Geiger, Terps only hurting themselves by staying away from Memorial Stadium


NOTEworthy Day:

With home crowds at Maryland football games failing to fill up all the seats, athletic director Andy Geiger, who said he didn't want to schedule games in Baltimore, may have no alternative but to change his mind. Appearances by Georgia Tech and Pitt would have sold out Memorial Stadium and provided a handsome payoff for the Terrapins.

* Stupidity of the year award: to Larry Bird fanatics who are circulating petitions to have his face sculptured into Mount Rushmore, so he can join George Washington, Thomas Jefferson, Abraham Lincoln and Theodore Roosevelt. . . With the attrition of Baltimore orioles, those nesting in the bush, John Turner, director of the Fish and Wildlife Service, has this warning: "The only Baltimore Orioles kids will see in the next century will be baseball players." . . . Hall of Famers Y.A. Tittle and Joe Perry were disturbed, and rightly so, they weren't invited to the Colts' reunion in August.

* The Bill Nicholson statue is in place in Chestertown and it's a remarkable likeness of the former outfielder of the Chicago Cubs and Philadelphia Phils, who stands as Kent County's most famous athlete of all-time. . . John Unitas Jr. is handling public appearances and endorsement arrangements for his father under the banner of Unitas Management Corp. . . This newspaper took it on the chin with the death of Jim Jackson, an excellent sports reporter but, more importantly, a hall of fame human being.

* Explaining why his stance was so spread out, Joe DiMaggio explained, "It happened as I got older and it was because I felt it allowed me a better look at the pitch.". . . Ex-Colt Tom Matte has been voted president of the Ed Block Courage Award organization, and he'll be at Soldier Field on Sunday, leading a Baltimore delegation that will make a presentation to board chairman Ed McCaskey of the Chicago Bears in behalf of abused children. . . . Atlanta Braves general manager John Schuerholz will be enshrined in the City College Hall of Fame, along with four other distinguished alumni, Nov. 12.

* A pleasing sequel to the story of Army Sgt. Jim Proctor and his family, rebuffed by the Orioles (with the exception of Cal Ripken Jr.) for autographs in Kansas City, comes with the news that James Mannion Sr. of Baltimore is sending the children a sizable collection of baseball cards in an effort to ease their disappointment. . . . Those new golf holes Nick Mangione built at Turf Valley give the course a more defined look and breaks up the ho-hum sameness that previously prevailed.
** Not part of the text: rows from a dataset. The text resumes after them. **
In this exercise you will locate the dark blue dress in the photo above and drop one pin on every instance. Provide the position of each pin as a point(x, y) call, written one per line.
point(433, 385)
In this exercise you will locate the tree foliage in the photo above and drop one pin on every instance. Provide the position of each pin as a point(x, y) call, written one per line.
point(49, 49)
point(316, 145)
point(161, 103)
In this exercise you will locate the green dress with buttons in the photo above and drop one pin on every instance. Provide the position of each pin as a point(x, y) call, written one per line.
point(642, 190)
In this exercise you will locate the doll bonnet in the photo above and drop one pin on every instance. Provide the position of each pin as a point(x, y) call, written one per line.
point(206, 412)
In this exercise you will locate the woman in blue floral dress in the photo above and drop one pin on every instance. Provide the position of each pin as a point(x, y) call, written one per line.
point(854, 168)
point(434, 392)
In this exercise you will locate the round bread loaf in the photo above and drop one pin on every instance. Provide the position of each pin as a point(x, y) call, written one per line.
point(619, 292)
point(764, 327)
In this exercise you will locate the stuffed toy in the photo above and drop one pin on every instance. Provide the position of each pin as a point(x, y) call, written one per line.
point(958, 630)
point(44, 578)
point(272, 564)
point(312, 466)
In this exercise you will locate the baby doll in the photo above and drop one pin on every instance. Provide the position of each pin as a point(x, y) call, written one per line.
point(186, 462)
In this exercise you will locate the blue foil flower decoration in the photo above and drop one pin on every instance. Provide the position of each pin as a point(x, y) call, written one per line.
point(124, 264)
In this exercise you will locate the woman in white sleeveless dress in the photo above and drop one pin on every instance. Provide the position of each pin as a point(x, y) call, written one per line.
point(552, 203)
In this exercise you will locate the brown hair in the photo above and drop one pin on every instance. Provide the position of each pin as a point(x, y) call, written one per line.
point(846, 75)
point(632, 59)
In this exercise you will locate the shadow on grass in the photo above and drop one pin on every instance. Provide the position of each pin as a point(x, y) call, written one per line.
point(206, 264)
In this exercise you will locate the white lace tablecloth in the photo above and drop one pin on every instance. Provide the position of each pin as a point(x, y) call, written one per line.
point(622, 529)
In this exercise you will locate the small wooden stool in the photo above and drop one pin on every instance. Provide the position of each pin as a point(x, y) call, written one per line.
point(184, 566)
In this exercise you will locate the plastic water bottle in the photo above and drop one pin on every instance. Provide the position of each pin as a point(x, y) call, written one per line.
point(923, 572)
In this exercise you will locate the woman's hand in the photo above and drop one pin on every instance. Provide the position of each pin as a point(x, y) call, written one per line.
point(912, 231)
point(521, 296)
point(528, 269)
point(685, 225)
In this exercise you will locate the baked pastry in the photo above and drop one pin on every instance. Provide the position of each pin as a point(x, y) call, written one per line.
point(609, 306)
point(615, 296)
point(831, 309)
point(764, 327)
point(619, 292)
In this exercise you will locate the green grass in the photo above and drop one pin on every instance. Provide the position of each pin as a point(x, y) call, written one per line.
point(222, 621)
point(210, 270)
* Listeners were told by Phil Wood, who covers the Orioles for Washington's all-sports station, WTEM, that Cal Ripken Sr. may be eased into another position with Greg Biagini taking over in the third-base coaching box. . . . Tonya Rodich, employed by the Social Security Administration, wants to know why Roger Maris hasn't been elected to the Hall of Fame, and the explanation is with the exception of his two MVP years, his batting figures (.260 lifetime) were too soft for an outfielder. . . . Pat "The Bugler" Walker, thanks to the University of Maryland Dental School, which provided a new set of teeth, promises he'll be taking his one-man show to Orioles games next season.

* Preliminary line on Pro Football Hall of Fame selections (at least our vote): Ken Stabler, Walter Payton, Charlie Joiner, Tom Mack, L.C. Greenwood, Jackie Smith and coach Chuck Noll. . . World-wide figures show "Robin Hood," produced by Jim Robinson, who is Tom Clancy's partner in quest for a NFL expansion team in Baltimore, grossed $500 million last year. . . John "Boog" Powell wants to make his barbecue pit a year-around enterprise in downtown Baltimore. . . Pittsburgh Pirates manager Jim Leyland is a nephew of Howard "Dutch" Eyth, the retired McDonogh School coach and athletic director.
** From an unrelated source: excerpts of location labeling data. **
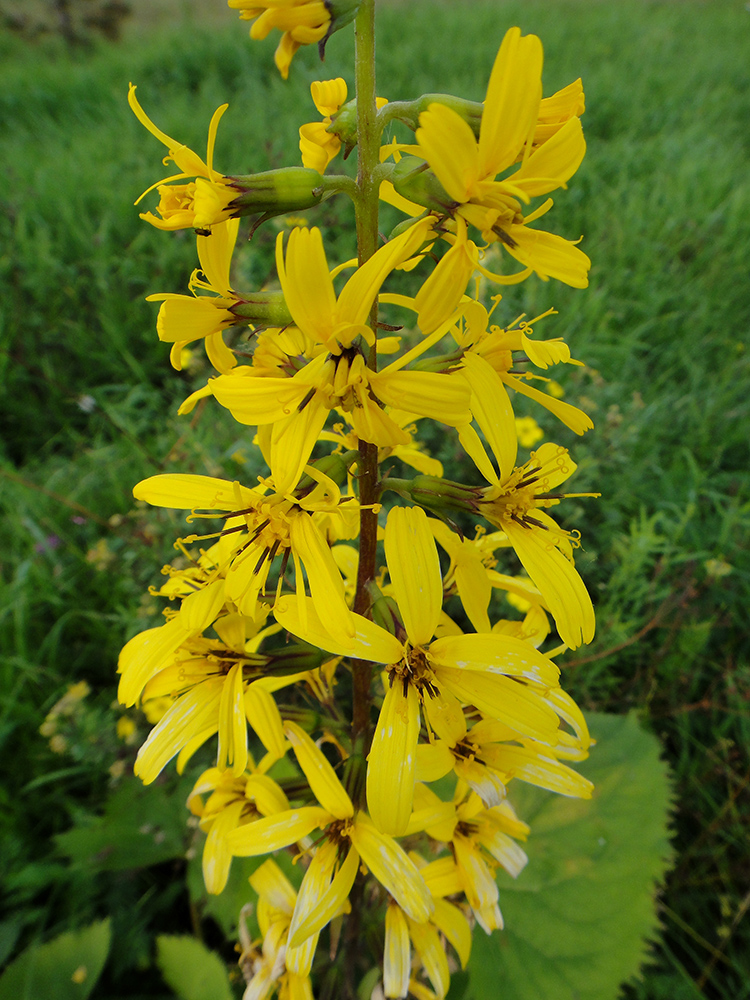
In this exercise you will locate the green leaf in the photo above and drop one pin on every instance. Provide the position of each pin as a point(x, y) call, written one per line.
point(141, 826)
point(579, 916)
point(66, 968)
point(193, 972)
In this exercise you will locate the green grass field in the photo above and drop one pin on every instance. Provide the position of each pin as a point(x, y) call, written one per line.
point(88, 407)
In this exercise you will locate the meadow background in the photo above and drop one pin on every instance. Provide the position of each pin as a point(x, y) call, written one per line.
point(88, 408)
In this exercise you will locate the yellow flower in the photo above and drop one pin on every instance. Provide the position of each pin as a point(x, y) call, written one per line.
point(303, 22)
point(401, 932)
point(487, 757)
point(348, 837)
point(528, 432)
point(317, 145)
point(468, 572)
point(185, 318)
point(516, 503)
point(486, 364)
point(468, 169)
point(412, 453)
point(218, 686)
point(501, 676)
point(481, 840)
point(233, 800)
point(202, 202)
point(262, 526)
point(298, 406)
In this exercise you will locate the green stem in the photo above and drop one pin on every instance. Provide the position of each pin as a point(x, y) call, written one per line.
point(366, 206)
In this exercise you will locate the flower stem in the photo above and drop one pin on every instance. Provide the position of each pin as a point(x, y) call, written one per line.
point(368, 156)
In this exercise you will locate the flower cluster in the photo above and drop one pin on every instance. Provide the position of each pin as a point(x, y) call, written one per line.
point(391, 695)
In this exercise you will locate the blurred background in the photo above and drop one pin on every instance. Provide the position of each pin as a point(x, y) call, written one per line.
point(88, 408)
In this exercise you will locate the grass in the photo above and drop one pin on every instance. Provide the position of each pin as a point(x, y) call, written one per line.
point(89, 408)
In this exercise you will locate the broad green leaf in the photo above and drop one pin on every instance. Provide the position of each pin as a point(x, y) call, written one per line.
point(66, 968)
point(193, 972)
point(141, 826)
point(578, 918)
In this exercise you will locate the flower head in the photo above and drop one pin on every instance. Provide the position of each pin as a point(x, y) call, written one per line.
point(468, 169)
point(200, 203)
point(302, 22)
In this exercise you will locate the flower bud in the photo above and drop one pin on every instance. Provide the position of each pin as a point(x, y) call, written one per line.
point(413, 179)
point(439, 496)
point(294, 659)
point(342, 12)
point(344, 126)
point(274, 192)
point(470, 111)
* It's doubtful if any team in baseball, major and minor, produced a collection of home run hitters to match the Orioles, as witness Babe Ruth, Joe Hauser, Buzz Arlett, George Puchinelli, Nick Etten, Howie Moss, Jim Gentile and Frank Robinson. . . . The Oriole Advocates honor Sam Lacy, the still-columnizing sports editor of the Baltimore Afro-American, at a banquet next month. . . . Trivia: Baltimorean Tommy Greene holds the distinction of throwing the first pass in an American Football League game. . . Jim Palmer's second effort as chairman of the Celebrity Golf Classic was an absolute winner.
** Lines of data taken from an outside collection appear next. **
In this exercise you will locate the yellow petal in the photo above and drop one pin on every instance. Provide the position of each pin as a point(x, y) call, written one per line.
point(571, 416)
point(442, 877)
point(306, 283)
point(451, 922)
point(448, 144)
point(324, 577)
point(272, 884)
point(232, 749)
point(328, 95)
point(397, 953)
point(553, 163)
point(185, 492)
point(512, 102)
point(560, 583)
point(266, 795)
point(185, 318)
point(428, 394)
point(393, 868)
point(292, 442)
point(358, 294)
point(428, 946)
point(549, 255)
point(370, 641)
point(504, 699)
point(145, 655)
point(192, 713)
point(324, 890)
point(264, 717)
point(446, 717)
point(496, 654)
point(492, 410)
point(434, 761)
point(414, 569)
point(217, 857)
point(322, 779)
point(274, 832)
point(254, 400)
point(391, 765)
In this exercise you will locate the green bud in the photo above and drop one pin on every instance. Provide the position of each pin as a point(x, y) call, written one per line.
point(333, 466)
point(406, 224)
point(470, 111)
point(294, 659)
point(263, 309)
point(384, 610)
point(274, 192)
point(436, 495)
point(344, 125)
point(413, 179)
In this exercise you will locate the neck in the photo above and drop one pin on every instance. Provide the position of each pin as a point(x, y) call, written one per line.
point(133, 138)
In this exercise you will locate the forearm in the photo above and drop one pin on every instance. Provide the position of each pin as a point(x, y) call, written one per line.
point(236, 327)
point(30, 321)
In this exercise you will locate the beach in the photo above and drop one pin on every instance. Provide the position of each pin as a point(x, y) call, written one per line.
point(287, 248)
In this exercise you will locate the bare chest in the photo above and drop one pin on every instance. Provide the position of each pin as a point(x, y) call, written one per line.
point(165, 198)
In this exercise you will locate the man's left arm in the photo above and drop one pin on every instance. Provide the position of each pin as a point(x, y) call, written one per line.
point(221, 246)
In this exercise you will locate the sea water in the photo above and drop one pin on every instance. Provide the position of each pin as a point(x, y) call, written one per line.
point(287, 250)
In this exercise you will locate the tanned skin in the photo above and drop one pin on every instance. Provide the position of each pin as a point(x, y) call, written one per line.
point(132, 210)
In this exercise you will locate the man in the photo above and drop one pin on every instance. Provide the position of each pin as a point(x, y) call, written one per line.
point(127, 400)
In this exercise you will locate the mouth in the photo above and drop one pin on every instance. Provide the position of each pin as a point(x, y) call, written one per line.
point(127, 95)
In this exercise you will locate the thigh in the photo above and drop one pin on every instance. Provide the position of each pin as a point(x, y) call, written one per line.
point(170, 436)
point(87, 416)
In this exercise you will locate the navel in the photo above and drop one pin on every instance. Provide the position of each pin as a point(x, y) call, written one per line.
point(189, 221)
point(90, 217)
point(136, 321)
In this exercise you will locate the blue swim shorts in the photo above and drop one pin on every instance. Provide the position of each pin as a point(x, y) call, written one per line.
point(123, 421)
* Financial times are tough, in some industries, but Scott Fitzkee, ex-Baltimore Stars receiver, says his roofing contracting business has never been better. . . Janice Retalliata's pictorial book on the new ballpark continues to sell at a brisk pace, with the strongest sales yet to come, but we hear two Orioles officials are upset because they didn't get enough attention, which is an arrogant way to react to a grand piece of work. . . Behind his back, some Penn State football players, past and present, refer to coach Joe Paterno as "Ratman".

* Anne Arundel County welcomes Jim Spencer, Joe "Doc" Bartlinski, Al Laramore, Dr. Stuart Walker and Elizabeth "Toots" Barger as the second group to be enshrined in its Hall of Fame in ceremonies Oct. 22 at Michael's in Glen Burnie. . . . The New York Yankees' Charlie Hayes called the infield at the new Baltimore ballpark the worst in baseball but the Seattle Mariners' Omar Vizquel claims it's the best. . . Look for Ron Wolf, general manager of the Green Bay Packers who is a McDonogh School graduate, to bring success to a franchise that was floundering.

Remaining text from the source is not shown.